Dies ist der Spiegel meines eigenen Weges. Mich treibt letztlich immer die künstlerische Botschaft an, das eigentlich Unsagbare.
So arbeite ich auch als Komponist oder als Arrangeur. Wenn ich die d-moll Partita mit der Chaconne spiele, möchte ich Bachs Geist mindestens so nahe kommen wie der Geiger seinem Original. Es geht um die innewohnende Idee, um das Absolute und wie sich dies in der natürlichsten Weise auf der Gitarre darstellen lässt. Das geht natürlich nicht mit jedem Werk aber mit der sehr, sehr vielen.
Arbeite ich an einem neuen sinfonischen Werk profitiere ich im Umgang mit Klangfarben. Umgekehrt hilft mir die Komposition bei der unmittelbaren Umsetzung von Interpretationen anderer Werke. So kann ich zum Beispiel Pianisten neue Sichtweisen auf Chopin vermitteln und inspiriere sie zu einem tieferen Verständnis seiner Partituren.

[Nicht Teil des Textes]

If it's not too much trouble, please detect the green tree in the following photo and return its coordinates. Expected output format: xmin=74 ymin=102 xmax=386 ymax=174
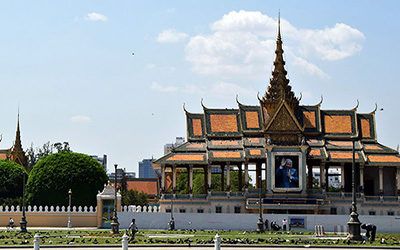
xmin=26 ymin=142 xmax=72 ymax=170
xmin=26 ymin=151 xmax=108 ymax=206
xmin=0 ymin=160 xmax=28 ymax=205
xmin=121 ymin=190 xmax=148 ymax=206
xmin=176 ymin=171 xmax=244 ymax=194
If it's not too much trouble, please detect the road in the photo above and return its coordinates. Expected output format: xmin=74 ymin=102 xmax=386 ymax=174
xmin=4 ymin=246 xmax=399 ymax=250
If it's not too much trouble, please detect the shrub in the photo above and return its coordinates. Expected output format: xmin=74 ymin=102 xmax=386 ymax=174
xmin=0 ymin=160 xmax=27 ymax=200
xmin=26 ymin=152 xmax=108 ymax=206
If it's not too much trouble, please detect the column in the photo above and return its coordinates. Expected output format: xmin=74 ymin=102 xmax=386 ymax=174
xmin=396 ymin=167 xmax=400 ymax=196
xmin=207 ymin=165 xmax=211 ymax=192
xmin=171 ymin=165 xmax=176 ymax=193
xmin=256 ymin=162 xmax=262 ymax=188
xmin=379 ymin=167 xmax=383 ymax=195
xmin=340 ymin=163 xmax=346 ymax=189
xmin=238 ymin=164 xmax=243 ymax=192
xmin=307 ymin=162 xmax=313 ymax=189
xmin=189 ymin=165 xmax=193 ymax=194
xmin=244 ymin=161 xmax=249 ymax=191
xmin=226 ymin=162 xmax=231 ymax=192
xmin=203 ymin=166 xmax=208 ymax=194
xmin=360 ymin=165 xmax=364 ymax=195
xmin=221 ymin=164 xmax=225 ymax=191
xmin=325 ymin=165 xmax=329 ymax=192
xmin=161 ymin=164 xmax=165 ymax=193
xmin=319 ymin=162 xmax=326 ymax=189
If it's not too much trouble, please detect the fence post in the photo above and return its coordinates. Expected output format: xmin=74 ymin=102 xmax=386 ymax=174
xmin=33 ymin=233 xmax=40 ymax=250
xmin=214 ymin=233 xmax=221 ymax=250
xmin=122 ymin=233 xmax=129 ymax=250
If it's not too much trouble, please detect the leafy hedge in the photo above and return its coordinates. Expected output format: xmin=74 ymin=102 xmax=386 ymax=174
xmin=0 ymin=160 xmax=27 ymax=200
xmin=26 ymin=152 xmax=108 ymax=206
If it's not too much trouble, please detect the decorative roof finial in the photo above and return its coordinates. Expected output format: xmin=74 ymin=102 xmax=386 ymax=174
xmin=370 ymin=103 xmax=378 ymax=115
xmin=352 ymin=99 xmax=360 ymax=111
xmin=183 ymin=103 xmax=189 ymax=113
xmin=298 ymin=92 xmax=303 ymax=102
xmin=236 ymin=94 xmax=242 ymax=105
xmin=278 ymin=10 xmax=281 ymax=40
xmin=200 ymin=97 xmax=207 ymax=109
xmin=316 ymin=95 xmax=324 ymax=106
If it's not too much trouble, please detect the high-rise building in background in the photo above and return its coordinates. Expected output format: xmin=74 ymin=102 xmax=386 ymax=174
xmin=108 ymin=168 xmax=136 ymax=181
xmin=90 ymin=155 xmax=107 ymax=172
xmin=139 ymin=159 xmax=157 ymax=178
xmin=164 ymin=137 xmax=185 ymax=155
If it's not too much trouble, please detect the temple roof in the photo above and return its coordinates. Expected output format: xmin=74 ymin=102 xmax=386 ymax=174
xmin=152 ymin=14 xmax=400 ymax=166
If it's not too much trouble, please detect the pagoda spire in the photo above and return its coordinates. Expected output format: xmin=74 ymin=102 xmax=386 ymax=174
xmin=11 ymin=107 xmax=27 ymax=167
xmin=263 ymin=12 xmax=299 ymax=109
xmin=14 ymin=108 xmax=22 ymax=149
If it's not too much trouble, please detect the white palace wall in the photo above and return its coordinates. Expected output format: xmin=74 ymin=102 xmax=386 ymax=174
xmin=0 ymin=206 xmax=400 ymax=233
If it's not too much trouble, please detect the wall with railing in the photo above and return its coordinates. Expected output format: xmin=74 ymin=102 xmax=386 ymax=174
xmin=118 ymin=212 xmax=400 ymax=232
xmin=0 ymin=206 xmax=97 ymax=227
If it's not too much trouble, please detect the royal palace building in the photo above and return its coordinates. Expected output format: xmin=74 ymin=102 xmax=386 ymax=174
xmin=153 ymin=19 xmax=400 ymax=215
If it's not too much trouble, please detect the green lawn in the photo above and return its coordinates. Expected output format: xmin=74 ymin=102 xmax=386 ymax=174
xmin=0 ymin=230 xmax=400 ymax=247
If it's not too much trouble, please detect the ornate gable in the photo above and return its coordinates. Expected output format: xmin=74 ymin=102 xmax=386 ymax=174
xmin=265 ymin=101 xmax=304 ymax=145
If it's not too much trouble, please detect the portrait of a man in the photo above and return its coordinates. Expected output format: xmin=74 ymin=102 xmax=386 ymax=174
xmin=275 ymin=156 xmax=299 ymax=188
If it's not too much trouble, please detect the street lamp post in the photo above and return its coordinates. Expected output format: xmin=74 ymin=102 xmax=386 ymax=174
xmin=257 ymin=175 xmax=264 ymax=233
xmin=19 ymin=172 xmax=28 ymax=233
xmin=67 ymin=189 xmax=72 ymax=228
xmin=111 ymin=164 xmax=119 ymax=234
xmin=168 ymin=194 xmax=175 ymax=230
xmin=347 ymin=138 xmax=362 ymax=241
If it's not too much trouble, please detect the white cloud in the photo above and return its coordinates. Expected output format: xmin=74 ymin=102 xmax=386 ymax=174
xmin=151 ymin=82 xmax=179 ymax=93
xmin=157 ymin=29 xmax=189 ymax=43
xmin=151 ymin=82 xmax=256 ymax=98
xmin=185 ymin=10 xmax=365 ymax=79
xmin=70 ymin=115 xmax=92 ymax=124
xmin=85 ymin=12 xmax=108 ymax=22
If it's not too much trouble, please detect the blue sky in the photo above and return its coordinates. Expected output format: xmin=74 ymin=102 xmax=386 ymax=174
xmin=0 ymin=0 xmax=400 ymax=174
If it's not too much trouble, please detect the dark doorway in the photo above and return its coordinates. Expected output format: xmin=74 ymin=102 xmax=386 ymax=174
xmin=364 ymin=180 xmax=375 ymax=196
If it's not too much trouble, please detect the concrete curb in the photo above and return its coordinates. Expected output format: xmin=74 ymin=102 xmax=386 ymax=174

In fortwährendem Prozess der Selbstoptimierung und der jahrelangen Unterstützung von zahllosen Klienten bin ich heute in der Lage jeden, der es wirklich erfahren und umsetzen will, sehr klar und direkt auf die wesentlichen Schritte zu lenken. Das ist der Weg zum eigentlichen Ziel: besser und erfüllter mit der Gitarre grossartige Musik zu spielen.